Alternative Medicine, Spiritual Communities, and the State

by Fred M. Frohock

Pub Date: Sept. 15th, 1992
ISBN: 0-226-26584-6
Publisher: Univ. of Chicago

A sophisticated and sympathetic look at nonconventional healing methods and their place in a pluralistic democracy. Frohock (Political Science/Syracuse Univ.; Special Care, 1986) poses two tough questions: What do we make of claims that alternative realities exist and that contact with them can lead to miraculous cures? And should alternative healing be free from state regulation in a liberal democracy? Neither gets a clear answer, but there's much pleasure along the way as Frohock explores the social and spiritual issues involved. His approach is eccentric: ``narratives'' constructed from interviews with patients and healers (names are changed), interspersed with historico-political analysis and with—this must be a first in a scholarly book—the ``wholly imaginative,'' coldly lucid voice of Luke, a child battling cancer (he's been invented, we are told, ``to provide access to interior or subjective levels of experience that linear texts cannot'').
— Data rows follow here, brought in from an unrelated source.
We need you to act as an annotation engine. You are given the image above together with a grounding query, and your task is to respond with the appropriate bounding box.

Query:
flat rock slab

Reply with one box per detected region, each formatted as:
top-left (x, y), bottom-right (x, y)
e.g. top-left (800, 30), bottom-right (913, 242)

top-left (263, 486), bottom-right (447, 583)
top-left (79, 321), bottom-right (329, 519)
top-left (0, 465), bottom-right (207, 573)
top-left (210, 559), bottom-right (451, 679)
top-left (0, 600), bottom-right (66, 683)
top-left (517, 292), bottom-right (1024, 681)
The healers whose stories we hear include Pentecostal ministers, Catholic priests, Christian Scientists, homeopaths, an Orthodox Jew who straddles Western and alternative medicines; the patients include drug-addicted doctors, dying children, car-crash victims. More often than not, the cure seems nothing less than a full-fledged miracle. Frohock balances these narratives with clearheaded discussions of some age-old puzzlers: What is health (inner balance, spiritual integrity, freedom from disease)? What is mental competence? How should church and state interact? Usually, Frohock presents the options and lets the reader decide; scholarly distancing, however, cannot hide his sympathy for alternative medicine—or at least its right to be taken seriously. The inaugural volume in the Univ. of Chicago's ``Morality and Society'' series, which deals with ``moral issues from a social science perspective''—and, on every level, a sterling debut. (Two line drawings.)